The ultimate purpose of a data warehouse is to offer stakeholders accurate and timely information on the company’s performance to take steps to improve it. By interviewing the organization’s decision-makers we determine what data is crucial for them to enter into the warehouse to be analyzed and acted upon.
We gather all requirements for hardware, software, testing, analysis, reporting, and employee training that condition the successful implementation of the project. This stage also includes determining data backup strategy and failure recovery plan.
At this stage, we identify data sources and define the way data structures in the warehouse will be stored, processed, and made available. This model serves as a wireframe for developing logical and physical data structures determined by the established requirements.
Now we can start building tables or OLAP cubes. The latter model is more elaborate and takes longer to implement since it includes numerical values (aka grouping measures), dimensions (like geographical areas, time units), and data granulation. A matter of our special care is making sure OLAP cubes are promptly updated as soon as the same procedure is applied to the warehouse.
Next comes the choice of the form of sharing data stored in the warehouse that must be accessed via any device, be it a desktop or a smartphone. To do that, the experts of DICEUS choose a front-end tool that fits with the customer’s requirements and business goals. The two key elements of the front-end that we get as the output are reports and dashboard features.
Once the data warehouse is ready, it must be tested. Thus, we check the quality of operation, reveal possible problems, and address them before the actual deployment is implemented.

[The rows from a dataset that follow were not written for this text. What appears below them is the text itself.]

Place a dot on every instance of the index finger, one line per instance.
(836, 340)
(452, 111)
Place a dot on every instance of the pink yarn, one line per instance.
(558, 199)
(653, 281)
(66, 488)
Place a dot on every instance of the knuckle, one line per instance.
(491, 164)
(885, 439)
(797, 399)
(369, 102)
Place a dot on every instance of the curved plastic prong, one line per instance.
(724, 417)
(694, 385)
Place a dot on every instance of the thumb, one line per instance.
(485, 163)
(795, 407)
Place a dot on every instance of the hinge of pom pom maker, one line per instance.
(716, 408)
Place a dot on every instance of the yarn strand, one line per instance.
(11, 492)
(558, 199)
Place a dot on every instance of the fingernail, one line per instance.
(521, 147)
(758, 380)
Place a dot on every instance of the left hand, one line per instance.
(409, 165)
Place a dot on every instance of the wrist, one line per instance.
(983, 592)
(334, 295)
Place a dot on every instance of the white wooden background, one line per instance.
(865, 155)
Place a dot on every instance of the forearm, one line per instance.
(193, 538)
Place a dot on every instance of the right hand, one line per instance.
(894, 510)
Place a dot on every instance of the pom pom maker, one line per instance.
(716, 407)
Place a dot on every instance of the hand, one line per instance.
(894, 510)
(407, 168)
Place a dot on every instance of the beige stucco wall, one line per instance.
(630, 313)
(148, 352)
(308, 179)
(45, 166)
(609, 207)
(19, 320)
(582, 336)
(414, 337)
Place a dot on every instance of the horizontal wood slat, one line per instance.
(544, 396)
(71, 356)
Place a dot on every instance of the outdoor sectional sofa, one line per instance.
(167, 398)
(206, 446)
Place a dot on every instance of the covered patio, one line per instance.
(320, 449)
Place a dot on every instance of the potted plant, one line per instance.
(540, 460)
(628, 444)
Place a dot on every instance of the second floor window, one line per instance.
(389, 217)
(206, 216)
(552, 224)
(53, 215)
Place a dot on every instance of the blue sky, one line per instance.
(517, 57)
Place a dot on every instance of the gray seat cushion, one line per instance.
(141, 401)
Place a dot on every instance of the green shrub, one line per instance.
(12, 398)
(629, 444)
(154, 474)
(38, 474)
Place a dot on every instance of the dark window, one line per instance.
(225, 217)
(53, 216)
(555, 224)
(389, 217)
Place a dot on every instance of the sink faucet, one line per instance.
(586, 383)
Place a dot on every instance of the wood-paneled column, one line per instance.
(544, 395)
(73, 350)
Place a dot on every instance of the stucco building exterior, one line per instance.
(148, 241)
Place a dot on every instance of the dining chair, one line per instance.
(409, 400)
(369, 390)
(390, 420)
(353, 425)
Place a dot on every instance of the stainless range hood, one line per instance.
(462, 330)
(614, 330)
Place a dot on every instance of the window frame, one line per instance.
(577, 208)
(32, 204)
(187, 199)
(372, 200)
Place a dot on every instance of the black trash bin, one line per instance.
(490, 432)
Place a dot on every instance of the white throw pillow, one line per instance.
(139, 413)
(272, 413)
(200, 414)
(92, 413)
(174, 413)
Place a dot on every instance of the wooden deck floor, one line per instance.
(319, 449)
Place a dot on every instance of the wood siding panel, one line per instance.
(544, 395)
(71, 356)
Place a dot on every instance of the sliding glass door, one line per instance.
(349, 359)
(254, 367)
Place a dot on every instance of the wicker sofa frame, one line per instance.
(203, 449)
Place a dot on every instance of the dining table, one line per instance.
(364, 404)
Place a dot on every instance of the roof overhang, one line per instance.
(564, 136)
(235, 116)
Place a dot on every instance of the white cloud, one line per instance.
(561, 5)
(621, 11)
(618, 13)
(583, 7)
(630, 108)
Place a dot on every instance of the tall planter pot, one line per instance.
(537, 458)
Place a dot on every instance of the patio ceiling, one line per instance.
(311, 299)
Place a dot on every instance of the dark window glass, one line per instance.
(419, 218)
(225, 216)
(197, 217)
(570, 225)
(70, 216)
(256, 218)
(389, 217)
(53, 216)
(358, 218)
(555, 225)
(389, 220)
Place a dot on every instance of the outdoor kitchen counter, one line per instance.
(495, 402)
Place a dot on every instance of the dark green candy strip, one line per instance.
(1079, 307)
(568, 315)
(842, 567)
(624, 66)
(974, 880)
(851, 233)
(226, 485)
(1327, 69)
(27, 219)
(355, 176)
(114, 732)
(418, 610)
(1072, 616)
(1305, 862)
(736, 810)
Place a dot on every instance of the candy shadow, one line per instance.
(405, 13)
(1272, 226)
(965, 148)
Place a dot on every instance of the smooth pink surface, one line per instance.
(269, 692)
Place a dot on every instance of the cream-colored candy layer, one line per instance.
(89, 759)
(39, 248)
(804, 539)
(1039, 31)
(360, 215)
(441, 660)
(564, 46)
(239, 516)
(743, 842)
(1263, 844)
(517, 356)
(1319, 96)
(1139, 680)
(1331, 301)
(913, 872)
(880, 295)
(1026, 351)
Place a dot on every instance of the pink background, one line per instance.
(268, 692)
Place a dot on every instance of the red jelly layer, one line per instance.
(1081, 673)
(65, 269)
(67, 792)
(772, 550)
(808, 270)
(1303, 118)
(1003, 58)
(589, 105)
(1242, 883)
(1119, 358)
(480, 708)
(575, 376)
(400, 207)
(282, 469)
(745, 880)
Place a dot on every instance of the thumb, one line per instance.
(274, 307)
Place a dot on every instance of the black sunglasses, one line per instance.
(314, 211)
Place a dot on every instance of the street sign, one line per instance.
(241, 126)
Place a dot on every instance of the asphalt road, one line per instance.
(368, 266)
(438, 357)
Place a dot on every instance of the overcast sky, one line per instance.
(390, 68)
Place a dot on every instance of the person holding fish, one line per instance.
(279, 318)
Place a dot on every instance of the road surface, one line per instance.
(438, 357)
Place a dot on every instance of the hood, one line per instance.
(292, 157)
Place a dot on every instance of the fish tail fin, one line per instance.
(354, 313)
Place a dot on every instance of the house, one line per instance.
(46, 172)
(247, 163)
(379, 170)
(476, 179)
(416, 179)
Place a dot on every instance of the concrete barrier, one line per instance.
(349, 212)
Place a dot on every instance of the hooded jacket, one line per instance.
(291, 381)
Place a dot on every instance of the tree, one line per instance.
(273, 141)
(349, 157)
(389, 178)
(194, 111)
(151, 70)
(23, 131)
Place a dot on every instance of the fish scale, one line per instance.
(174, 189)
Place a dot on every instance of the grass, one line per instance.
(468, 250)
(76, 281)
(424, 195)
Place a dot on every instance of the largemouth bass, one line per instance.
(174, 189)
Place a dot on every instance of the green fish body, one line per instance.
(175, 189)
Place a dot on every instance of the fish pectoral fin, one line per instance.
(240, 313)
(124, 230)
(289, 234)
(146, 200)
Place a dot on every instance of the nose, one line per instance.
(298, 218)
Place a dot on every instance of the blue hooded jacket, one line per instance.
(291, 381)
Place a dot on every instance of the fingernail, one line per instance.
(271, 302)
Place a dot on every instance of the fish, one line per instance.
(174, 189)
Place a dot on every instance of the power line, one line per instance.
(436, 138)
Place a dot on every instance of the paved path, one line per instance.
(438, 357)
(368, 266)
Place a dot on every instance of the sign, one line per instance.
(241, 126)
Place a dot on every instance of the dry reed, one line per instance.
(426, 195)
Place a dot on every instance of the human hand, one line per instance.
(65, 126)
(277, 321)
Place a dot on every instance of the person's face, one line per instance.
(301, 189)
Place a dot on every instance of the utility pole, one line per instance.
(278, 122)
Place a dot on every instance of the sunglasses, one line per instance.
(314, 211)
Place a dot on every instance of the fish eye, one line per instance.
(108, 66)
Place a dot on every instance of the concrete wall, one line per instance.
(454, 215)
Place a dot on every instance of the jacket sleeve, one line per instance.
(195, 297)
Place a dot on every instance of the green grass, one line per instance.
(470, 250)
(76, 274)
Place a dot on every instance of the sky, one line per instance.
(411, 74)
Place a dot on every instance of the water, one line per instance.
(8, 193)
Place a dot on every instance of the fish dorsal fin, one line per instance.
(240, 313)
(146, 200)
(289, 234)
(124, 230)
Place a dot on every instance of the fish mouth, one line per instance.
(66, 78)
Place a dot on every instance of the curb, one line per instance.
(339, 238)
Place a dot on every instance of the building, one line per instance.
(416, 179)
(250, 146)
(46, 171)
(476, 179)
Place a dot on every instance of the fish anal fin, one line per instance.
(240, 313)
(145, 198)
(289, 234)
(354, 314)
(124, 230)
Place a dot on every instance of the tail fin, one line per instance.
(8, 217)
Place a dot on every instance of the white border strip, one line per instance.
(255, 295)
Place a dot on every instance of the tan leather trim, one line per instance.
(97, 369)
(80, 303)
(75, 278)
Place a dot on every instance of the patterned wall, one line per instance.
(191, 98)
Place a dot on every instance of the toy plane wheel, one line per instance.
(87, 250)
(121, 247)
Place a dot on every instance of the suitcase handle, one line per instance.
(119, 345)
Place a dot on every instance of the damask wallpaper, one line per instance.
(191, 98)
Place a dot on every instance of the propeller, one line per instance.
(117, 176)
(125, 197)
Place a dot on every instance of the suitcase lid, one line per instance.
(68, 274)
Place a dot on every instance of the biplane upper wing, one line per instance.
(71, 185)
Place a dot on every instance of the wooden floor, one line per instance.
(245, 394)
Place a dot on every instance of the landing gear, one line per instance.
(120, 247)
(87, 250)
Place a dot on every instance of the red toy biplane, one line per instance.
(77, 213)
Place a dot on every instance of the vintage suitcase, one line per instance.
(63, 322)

At this stage, the completed enterprise data warehouse is launched and the company’s employees are taught to operate it. Adequate training is important since, if the end users fail to learn its ins and outs, all the previous effort may be rendered useless.
In the data-driven world of the 21st century, master of information is master of situation. By pooling critical information in a single enterprise data warehouse and having constant access to it, companies can analyze trends, develop meaningful insights, and plan their professional activities correspondingly. DICEUS can be your reliable partner in implementing top-notch EDW projects that will propel your business on the way to a financial bonanza.